In questi cinque anni passati lontano dal grande schermo, dopo la flessione solitaria e buonista di Tolo Tolo, Zalone ha riallacciato il sodalizio con Gennaro Nunziante, con cui ha girato quattro dei suoi cinque film e, insieme, hanno pensato a una maschera diversa: il cinquantenne ignorante, fiero di esserlo, ricchissimo di seconda generazione, vicino all’estetica degli imprenditori ereditieri, diventati influencer con milioni di follower, la cui vita è una vetrina di lusso esclusivo.
A dispetto delle critiche divergenti, Buen camino è stato uno strasuccesso: in meno di un mese il filmha infranto ogni record di incassi italiani con oltre 71 milioni al botteghino, superando Avatar. Luca Medici, 47 anni, secondo i dati che hanno scomposto la platea, ha uno zoccolo duro nella fascia dei cinquanta e plus (quasi il 40%), soprattutto nella sua generazione (l’età media è 41,5), con poca differenza di genere (53% maschi, 47% donne). Con Buen camino ha allargato ulteriormente l’orizzonte dei suoi fan, pur accentuando il suo sguardo sociologico e, quindi, politico. Mercoledì scorso i dati del rapporto Oxfam, presentati a Davos, hanno confermato l’intuizione zaloniana: aumenta il divario tra ricchi e poveri e, nel caso dell’Italia, i due terzi della ricchezza sono frutto di eredità. E mentre la realtà con la questione della Groenlandia supera la finzione, Checco racconta un mondo in cui tutto può essere comprato.

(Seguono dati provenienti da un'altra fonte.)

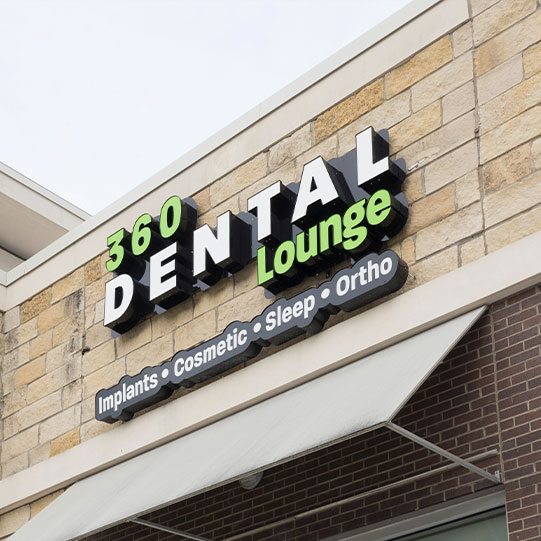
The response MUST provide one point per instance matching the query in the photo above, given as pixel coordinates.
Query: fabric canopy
(359, 397)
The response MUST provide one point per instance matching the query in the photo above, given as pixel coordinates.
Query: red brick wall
(485, 395)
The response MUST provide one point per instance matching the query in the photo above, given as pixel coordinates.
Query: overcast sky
(98, 95)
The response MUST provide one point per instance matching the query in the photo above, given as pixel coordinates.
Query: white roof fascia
(24, 190)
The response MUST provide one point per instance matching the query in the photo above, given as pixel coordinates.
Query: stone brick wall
(464, 113)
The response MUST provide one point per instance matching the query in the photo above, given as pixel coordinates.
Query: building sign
(344, 209)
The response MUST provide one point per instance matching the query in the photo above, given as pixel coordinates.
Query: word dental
(370, 278)
(293, 231)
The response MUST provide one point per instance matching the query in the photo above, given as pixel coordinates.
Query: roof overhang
(360, 397)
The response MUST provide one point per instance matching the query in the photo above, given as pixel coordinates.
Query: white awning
(361, 396)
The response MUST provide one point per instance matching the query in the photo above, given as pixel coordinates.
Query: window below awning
(357, 398)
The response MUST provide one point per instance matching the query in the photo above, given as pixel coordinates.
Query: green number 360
(170, 221)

La si sta prendendo troppo sul serio, si dirà, ma il compito del cinema è di annusare il cambiamento della società e quello della commedia è di fustigarla. Zalone sulla cronaca, a modo suo, c’è sempre stato: in Cado dalle nubi (2009) prendeva in giro la Lega, ma serviva più che altro per rafforzare il coté di maschio meridionale fino al midollo. Ha sfiorato all’acqua di rose il tema del terrorismo internazionale in Che bella giornata (2011), ha dileggiato i radical chic in Sole a catinelle (2013), tanto che la destra si intesta Zalone come proprio. Ma ha toccato anche il tema del lavoro con l’idolatria del posto fisso nel suo precedente campione di incassi (65.365.736 €) Quo vado?.

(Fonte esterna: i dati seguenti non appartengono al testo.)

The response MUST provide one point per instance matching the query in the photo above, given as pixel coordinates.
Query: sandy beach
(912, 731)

Con Buen camino Zalone ha superato sé stesso e continua perché i dati dimostrano che non si tratta solo di riempire un pomeriggio nelle festività per distrarsi dalle continue guerre e tensioni internazionali. Il film ha conquistato multiplex di provincia e sale di città, da Nord a Sud, facendo da traino agli altri film, perché chi aveva perso la strada della sala torna a provare interesse per il grande schermo. Ne beneficia, per esempio, anche Paolo Sorrentino ora nelle sale con La grazia su un tema non proprio semplice come l’eutanasia, anche se in forma di grottesco. Il premio Oscar non ha mai avuto un esordio così buono (2.679.736 nel primo week end). Brindano gli esercenti (+25% di incassi a gennaio rispetto allo stesso mese dell’anno precedente), mentre il cinema torna a dividere: c’è chi ha amato Buen camino, chi l’ha detestato, chi non l’ha ritenuto all’altezza dei precedenti, ma sono stati in 8.868.204 ad andarlo a vedere, anche se per eguagliare le presenze di Quo vado? ( 9.368.154) ci vogliono ancora 500mila spettatori. Sulle piattaforme il film andrà a primavera ed è molto probabile che i curiosi, istigati dal fenomeno, si trascinino in sala.
Viva il cinema!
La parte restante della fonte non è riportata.